Non-oil and gas revenues were down 20 percent in October. Most of Russia’s systems for manufacturing and moving finished goods are focused on Europe, which now is largely off-limits to Russian trade.

Russia may still trade with Central Asia, China, and Mongolia, but trade volumes for the non-energy sector are low and transportation and logistics are not as developed as those connecting Russia with Europe.

GDP figures remained high for most of last year, as did spending on industrial production, but this was because of increased manufacturing of weapons and military equipment.

Every dollar spent on war production, however, is a dollar which could have been spent on the civilian population.

According to the Kremlin’s annual budget, government spending on the economy has declined from 4.5 trillion rubles in 2022 to 3.5 trillion in 2023.

This means that the standard of living of the average Russian is dropping. Retail spending is down 9.3 percent.

Foreign automakers have left the country and parts and labor are becoming scarce, causing a retraction in civilian auto manufacture of 67 percent, while new car sales have dropped by 59 percent.

Civilian construction projects have ground to a halt, with the sector declining over 14 percent compared to 2021.

This year, analysts expect Russia’s budget deficit to be 5 percent, but it could turn out to be much worse.

In January, revenues had fallen by about one third, while spending was 58 percent higher than a year earlier, and Russia had already hit a record deficit of 1.8 trillion rubles ($24.6 billion).

Projections for a soft landing and modest GDP growth in Russia this year were based on an oil price of $70 a barrel. Currently, Russia is receiving an average of $52 a barrel. And this price may drop even further.

As a result, the European Union expects Russia’s GDP growth to be negative, around -5.6 percent.

The impact of the sanctions and the effectiveness of the economic warfare waged on Russia is something the world has never seen before.
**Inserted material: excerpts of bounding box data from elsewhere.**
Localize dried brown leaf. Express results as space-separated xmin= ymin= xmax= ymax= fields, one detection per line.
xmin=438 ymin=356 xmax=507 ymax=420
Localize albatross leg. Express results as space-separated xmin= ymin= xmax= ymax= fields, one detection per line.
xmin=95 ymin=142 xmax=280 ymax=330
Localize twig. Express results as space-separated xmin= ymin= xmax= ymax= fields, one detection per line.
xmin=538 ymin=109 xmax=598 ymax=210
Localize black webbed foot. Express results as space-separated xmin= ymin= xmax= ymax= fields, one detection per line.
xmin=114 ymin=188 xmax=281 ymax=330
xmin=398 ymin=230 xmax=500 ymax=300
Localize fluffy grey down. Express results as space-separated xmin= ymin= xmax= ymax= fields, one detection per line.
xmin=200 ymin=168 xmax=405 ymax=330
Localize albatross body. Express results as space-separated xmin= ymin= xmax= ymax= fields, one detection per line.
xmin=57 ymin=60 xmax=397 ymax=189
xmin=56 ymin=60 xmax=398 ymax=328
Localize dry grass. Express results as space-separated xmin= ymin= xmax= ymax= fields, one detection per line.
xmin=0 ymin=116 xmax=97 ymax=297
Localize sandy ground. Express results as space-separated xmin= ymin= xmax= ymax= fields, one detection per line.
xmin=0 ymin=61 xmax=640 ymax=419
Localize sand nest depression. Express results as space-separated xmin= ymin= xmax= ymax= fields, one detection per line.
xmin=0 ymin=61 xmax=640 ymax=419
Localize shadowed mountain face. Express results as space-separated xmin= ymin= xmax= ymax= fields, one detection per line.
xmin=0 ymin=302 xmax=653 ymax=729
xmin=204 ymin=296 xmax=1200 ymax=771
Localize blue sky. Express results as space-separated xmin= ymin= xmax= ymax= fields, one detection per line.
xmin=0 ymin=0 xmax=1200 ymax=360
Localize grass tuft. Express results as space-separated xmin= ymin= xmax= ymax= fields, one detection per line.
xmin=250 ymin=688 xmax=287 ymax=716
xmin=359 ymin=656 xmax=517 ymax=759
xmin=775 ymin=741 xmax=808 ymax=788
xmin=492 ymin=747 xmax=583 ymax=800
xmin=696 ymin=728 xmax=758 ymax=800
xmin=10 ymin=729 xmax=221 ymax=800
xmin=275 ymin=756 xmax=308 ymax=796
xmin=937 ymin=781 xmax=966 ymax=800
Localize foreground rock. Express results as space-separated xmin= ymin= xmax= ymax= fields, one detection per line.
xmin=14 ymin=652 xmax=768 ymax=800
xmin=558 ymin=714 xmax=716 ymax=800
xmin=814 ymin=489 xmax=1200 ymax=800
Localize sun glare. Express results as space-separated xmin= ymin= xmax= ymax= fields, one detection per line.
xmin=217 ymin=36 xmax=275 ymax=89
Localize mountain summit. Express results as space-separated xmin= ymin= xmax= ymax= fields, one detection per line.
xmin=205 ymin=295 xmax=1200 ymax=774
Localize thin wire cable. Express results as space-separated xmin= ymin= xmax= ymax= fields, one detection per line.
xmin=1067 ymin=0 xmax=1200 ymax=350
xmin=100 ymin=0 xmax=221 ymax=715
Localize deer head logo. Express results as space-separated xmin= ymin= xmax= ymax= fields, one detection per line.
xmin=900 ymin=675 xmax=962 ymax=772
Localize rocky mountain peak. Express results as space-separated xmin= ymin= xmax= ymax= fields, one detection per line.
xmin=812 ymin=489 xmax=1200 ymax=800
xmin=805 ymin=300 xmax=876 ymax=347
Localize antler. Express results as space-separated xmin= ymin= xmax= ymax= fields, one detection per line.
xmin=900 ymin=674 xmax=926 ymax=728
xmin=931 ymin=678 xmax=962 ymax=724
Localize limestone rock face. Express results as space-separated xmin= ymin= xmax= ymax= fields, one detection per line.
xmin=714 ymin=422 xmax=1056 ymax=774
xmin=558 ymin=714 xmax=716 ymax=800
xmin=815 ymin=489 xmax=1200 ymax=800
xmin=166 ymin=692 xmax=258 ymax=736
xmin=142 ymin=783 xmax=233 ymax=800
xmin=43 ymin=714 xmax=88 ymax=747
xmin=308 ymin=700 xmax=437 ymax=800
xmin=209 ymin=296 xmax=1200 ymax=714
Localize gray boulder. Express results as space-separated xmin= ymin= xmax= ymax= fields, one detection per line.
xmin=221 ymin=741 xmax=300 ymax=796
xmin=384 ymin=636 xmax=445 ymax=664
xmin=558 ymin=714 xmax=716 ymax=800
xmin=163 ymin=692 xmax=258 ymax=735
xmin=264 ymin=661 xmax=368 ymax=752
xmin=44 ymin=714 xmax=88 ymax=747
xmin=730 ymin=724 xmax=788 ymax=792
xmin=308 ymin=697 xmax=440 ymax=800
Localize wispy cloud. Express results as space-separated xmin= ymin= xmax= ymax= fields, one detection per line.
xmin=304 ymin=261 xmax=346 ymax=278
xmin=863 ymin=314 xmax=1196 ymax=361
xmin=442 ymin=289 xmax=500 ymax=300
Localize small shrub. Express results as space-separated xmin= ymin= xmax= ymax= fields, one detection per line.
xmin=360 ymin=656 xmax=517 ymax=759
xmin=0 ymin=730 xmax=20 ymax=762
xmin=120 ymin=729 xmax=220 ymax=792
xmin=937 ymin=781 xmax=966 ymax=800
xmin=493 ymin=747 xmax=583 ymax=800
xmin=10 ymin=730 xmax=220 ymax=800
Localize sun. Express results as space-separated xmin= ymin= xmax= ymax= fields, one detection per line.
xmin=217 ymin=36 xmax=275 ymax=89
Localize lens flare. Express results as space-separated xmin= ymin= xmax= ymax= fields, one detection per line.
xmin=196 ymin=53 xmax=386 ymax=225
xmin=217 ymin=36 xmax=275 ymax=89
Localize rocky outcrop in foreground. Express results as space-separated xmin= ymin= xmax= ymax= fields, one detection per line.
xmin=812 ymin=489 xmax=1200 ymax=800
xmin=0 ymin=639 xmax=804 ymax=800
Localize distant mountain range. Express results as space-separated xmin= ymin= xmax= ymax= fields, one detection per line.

In the past, U.S. economic sanctions were against small, economically weak countries such as Iran, North Korea, and Cuba — but the Ukraine war marks the first time the U.S. has targeted a major world power, and with unprecedented ferocity.

In the early days, it seemed China would support Russia and the two would form a bloc against the U.S. and Western countries.

Instead, very quickly Beijing began backing off from its overt support of Russia for fear of incurring secondary sanctions.

And now, while China is helping a bit, and countries such as Iran, Syria, India, and Myanmar continue to trade with Russia, Moscow has effectively been kicked out of the global economy.

Many analysts believe that China’s long-expected invasion of Taiwan has been deterred by fear of similar sanctions being imposed on Beijing.

Russia has only survived because it possesses a number of advantages which China does not. China, unlike Russia, only has about $120 billion worth of gold (65.12 million ounces at a price of $1,842/ounce).

China has astronomical public debt. And while it has larger foreign currency reserves than Russia, one third to one half are in U.S. dollars or dollar equivalents.

Russia has been able to insulate itself somewhat by agreeing to use yuan for some of its trade with China and to increase its holding of yuan.

But what currency would China use to similarly decrease its dependence on dollars and euros? The U.S. was so successful in the war of sanctions because it was able to build a coalition against Russia.

But China has no coalition. Beijing’s largest somewhat-ally is Russia, and Moscow will not be able to save China from a similar fate.

The blueprint has been set, and economics will play a pivotal role in future wars. The Ukraine war serves as a warning to other nations. If the world’s number-two economy doubts its ability to survive similar sanctions, what nation could?